Abetz quoted a single, random statistic from a trial of pre-commitment technology in Nova Scotia in support of his position, and even suggested that lack of food on the table could equally be the fault of poor business decisions, or gambling on the horses, or the roulette wheel. Mr Abetz is so far out of touch with the practical reality of gambling in the Australian community, he may as well be living in mid-20th century Germany.

But, hang on, isn’t that where he came from – the body has grown older, in a different place, but the psyche obviously hasn’t outgrown its genesis.

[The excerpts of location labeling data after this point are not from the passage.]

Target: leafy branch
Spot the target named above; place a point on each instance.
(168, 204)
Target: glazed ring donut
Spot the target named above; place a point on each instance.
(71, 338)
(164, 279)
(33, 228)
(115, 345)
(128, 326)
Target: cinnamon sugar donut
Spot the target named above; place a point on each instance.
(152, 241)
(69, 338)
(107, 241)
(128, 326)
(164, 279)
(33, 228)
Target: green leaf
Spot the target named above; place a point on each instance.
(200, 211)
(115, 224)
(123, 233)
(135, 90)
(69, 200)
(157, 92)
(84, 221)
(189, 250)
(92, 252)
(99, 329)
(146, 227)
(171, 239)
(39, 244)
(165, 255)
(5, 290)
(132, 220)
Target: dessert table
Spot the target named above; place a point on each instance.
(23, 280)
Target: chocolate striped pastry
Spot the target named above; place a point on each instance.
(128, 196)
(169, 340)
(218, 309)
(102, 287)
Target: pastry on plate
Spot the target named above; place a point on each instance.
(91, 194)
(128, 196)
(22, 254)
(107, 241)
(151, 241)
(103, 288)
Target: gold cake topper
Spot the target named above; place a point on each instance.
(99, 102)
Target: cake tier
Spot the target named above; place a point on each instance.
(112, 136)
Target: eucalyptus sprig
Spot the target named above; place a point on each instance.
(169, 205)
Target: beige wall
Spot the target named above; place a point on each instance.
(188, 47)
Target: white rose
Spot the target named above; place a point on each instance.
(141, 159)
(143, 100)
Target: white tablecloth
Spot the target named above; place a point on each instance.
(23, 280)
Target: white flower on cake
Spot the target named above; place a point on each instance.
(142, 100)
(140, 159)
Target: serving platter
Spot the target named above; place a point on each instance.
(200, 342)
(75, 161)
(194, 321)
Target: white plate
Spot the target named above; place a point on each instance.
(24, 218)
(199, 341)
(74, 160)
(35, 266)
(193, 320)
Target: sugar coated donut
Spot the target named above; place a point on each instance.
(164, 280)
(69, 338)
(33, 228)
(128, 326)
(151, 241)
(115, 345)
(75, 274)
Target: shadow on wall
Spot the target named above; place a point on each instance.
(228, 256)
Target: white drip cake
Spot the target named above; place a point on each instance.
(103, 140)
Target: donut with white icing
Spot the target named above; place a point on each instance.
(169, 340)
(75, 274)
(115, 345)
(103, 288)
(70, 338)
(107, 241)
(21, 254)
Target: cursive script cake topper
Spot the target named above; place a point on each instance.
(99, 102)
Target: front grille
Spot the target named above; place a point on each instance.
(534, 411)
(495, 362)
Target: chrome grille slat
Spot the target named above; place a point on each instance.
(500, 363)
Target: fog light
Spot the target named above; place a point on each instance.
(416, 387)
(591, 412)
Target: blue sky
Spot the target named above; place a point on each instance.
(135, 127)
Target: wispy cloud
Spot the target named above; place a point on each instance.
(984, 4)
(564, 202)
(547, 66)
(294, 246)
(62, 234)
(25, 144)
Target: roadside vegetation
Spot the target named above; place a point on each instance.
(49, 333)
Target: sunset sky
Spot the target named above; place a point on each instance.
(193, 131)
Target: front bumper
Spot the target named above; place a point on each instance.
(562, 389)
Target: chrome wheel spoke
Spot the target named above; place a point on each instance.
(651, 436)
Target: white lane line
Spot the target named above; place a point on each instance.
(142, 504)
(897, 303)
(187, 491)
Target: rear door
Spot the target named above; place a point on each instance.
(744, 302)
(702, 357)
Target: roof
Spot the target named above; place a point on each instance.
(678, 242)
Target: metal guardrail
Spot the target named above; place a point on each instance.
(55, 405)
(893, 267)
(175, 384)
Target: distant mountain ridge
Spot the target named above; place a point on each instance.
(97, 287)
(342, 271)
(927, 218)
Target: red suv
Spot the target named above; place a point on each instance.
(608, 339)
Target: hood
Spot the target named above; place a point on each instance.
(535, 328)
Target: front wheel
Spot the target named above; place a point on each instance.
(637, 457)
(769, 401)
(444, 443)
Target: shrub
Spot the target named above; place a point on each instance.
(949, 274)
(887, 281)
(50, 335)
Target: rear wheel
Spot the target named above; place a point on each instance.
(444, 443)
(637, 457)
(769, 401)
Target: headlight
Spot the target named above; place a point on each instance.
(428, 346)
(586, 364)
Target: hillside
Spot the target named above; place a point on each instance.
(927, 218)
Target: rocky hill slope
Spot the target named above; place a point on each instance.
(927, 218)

Ms Kerrison sought some solace in the fact that she acts for people who have suffered robberies perpetrated by problem gamblers. So? If she understands her clients’ pain, she should have more motivation to support measures addressing problem gambling. Another unfortunate slip of the tongue, Melanie. I hope hubby and his cronies stepped out for a beer when you dropped that one. Ms Kerrison was clearly under pressure – you could see the hamster wheel spinning furiously just behind her eyes, as she tried desperately to come up with the ‘correct’ (Liberal) answer to each question.

But the star of this show was the inimitable Miss Giddings, and her endless, mindless platitudes. She tried really hard to talk the gaming industry into trialling pre-commitment technology, but they just weren’t interested.

Of course she wants to support the poor, addicted masses, but people need to have freedom of choice. And, what about those sad old people whose only entertainment is a trip to the pokie parlour? Don’t they deserve some small measure of enjoyment? At this point, an audience member commented that such a situation was a poor indictment of society – she was blithely ignored by the girl who governs us.

The man who asked the question about problem gambling shook his head in disbelief. He spoke again, and reminded the Premier that forty per cent of poker machine profits are made out of problem gamblers. Children are suffering from this blight on society, and he wanted a chance to put his side of the story to someone who really wanted to hear it.

Clearly this person was not Miss Giddings. As he spoke, her face was a mask of bland indifference, overlain with an almost imperceptible sheen of distaste at the prospect of engaging with a person struggling to survive somewhere way below her own social station. I have known women like Miss Giddings – young women born into relatively privileged circumstances, but indoctrinated from birth in the theories of socialism. Well-educated and full of overblown ideas, but with no down-and-dirty first-hand knowledge of the members of society they purport to represent – of their lives, and their aspirations for themselves and their families.

Like her self-interested male counterparts, the Premier thinks that courting big business and promising ‘jobs’ to the lesser classes will entirely fulfil her obligations. Unlike the blokes, however, Miss Giddings appears to believe the drivel she serves up. Meaningless pap, served with a smirk, as though it was manna from heaven – part of our regular diet, as citizens of good old Tassie.